Larry, how long do they take on the grill? Do you do the whole foil thing on the grill?


----------



## Que~Dawg (May 31, 2009)

Oh yeh....... I'd hit that right there


----------



## zilla (May 31, 2009)

Looking good man!


----------



## Puff1 (May 31, 2009)

You talked me into it bro'. Wife doesn't like slow smoked ribs( :roll: )  I've tried cooking them different ways countless times with no success or thumbs up from my beloved.
I'm trying these tomorrow. 8)


----------



## bknox (May 31, 2009)

Larry I should no better than to look at your posts on an empty stomach. That looks great.


----------



## Nick Prochilo (Jun 1, 2009)

Puff said:
			
		

> You talked me into it bro'. Wife doesn't like slow smoked ribs( :roll: )  I've tried cooking them different ways countless times with no success or thumbs up from my beloved.
> I'm trying these tomorrow. 8)



Shouldn't you be going to work?


----------



## Captain Morgan (Jun 1, 2009)

great pics!  very cool dog.

do you ever cook anything that stinks?  if so, please post a pic so I'll
feel better.


----------



## ScottyDaQ (Jun 1, 2009)

Awesome as always




			
				Captain Morgan said:
			
		

> great pics!  very cool dog.
> 
> do you ever cook anything that stinks?  if so, please post a pic so I'll
> feel better.


I heard the deep fried pork butt wasn't so hot.


----------



## LarryWolfe (Jun 1, 2009)

Nick Prochilo said:
			
		

> Larry, how long do they take on the grill? Do you do the whole foil thing on the grill?

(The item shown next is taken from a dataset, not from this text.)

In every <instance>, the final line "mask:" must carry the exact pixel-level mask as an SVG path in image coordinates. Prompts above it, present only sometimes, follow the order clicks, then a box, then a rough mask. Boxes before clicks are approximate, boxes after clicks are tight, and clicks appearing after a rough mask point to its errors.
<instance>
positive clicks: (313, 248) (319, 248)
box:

No foiling.  Each time they have taken right at 3 hours.  I am really really liking ribs done this way, the char and the pork fat really work good together!


----------



## 007bond-jb (Jun 1, 2009)

Larry Wolfe said:
			
		

> [quote="Nick Prochilo":19o6y8sv]Larry, how long do they take on the grill? Do you do the whole foil thing on the grill?



No foiling.  Each time they have taken right at 3 hours.  I am really really liking ribs done this way, the char and the pork fat really work good together![/quote:19o6y8sv]

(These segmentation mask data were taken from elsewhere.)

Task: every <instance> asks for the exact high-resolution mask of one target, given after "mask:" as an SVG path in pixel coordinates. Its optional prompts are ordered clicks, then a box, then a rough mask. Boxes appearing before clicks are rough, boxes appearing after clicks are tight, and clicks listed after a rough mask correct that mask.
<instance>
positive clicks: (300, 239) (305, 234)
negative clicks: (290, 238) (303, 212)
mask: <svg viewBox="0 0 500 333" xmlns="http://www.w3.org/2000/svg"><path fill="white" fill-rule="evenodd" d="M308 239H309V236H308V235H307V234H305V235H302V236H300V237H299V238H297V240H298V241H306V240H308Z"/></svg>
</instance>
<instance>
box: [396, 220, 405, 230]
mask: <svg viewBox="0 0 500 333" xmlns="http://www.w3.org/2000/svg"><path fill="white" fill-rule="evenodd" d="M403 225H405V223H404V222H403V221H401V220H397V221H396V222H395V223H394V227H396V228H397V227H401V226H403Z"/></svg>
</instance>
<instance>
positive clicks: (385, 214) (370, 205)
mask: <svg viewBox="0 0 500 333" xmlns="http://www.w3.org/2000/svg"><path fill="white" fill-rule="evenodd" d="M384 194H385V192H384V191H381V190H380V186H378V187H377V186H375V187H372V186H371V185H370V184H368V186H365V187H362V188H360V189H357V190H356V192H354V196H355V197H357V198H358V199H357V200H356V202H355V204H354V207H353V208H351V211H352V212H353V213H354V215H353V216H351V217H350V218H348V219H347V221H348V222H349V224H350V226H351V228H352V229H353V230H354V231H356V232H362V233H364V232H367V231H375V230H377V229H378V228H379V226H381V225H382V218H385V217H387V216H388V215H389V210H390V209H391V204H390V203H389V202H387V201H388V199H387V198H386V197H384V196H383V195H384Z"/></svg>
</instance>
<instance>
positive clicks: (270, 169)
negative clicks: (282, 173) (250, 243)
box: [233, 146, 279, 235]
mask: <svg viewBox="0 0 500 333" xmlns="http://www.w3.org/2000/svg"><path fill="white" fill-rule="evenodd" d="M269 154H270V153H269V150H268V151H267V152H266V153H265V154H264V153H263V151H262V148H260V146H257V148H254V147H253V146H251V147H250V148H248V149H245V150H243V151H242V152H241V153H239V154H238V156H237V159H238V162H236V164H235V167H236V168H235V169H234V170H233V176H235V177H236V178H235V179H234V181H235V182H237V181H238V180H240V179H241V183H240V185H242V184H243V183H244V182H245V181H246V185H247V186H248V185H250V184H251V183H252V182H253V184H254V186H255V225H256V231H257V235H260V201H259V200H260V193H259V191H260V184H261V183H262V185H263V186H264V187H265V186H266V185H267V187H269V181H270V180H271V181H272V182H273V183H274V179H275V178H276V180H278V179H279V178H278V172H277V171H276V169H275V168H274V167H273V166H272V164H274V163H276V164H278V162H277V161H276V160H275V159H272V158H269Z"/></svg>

I think I taught him this  

Cool pic's


----------



## LarryWolfe (Jun 1, 2009)

007bond-jb said:
			
		

> [quote="Larry Wolfe":mzq19688][quote="Nick Prochilo":mzq19688]Larry, how long do they take on the grill? Do you do the whole foil thing on the grill?



No foiling.  Each time they have taken right at 3 hours.  I am really really liking ribs done this way, the char and the pork fat really work good together![/quote:mzq19688]

I think I taught him this  

Cool pic's[/quote:mzq19688]

Hmmmmm, I don't recall the lesson........


----------



## DJ (Jun 1, 2009)

Xcellent Ribs and sense of humor!!
dj


----------



## Toby Keil (Jun 1, 2009)

Looks like a great day with good food...nice job Larry.


----------



## zilla (Jun 1, 2009)

Hey Larry, after three hours what can I expect in the texture/tenderness of the meat?


----------



## LarryWolfe (Jun 2, 2009)

zilla said:
			
		

> Hey Larry, after three hours what can I expect in the texture/tenderness of the meat?



Very tender, very moist meat (but not falling off the bone) with a crispy crust on the outside.


----------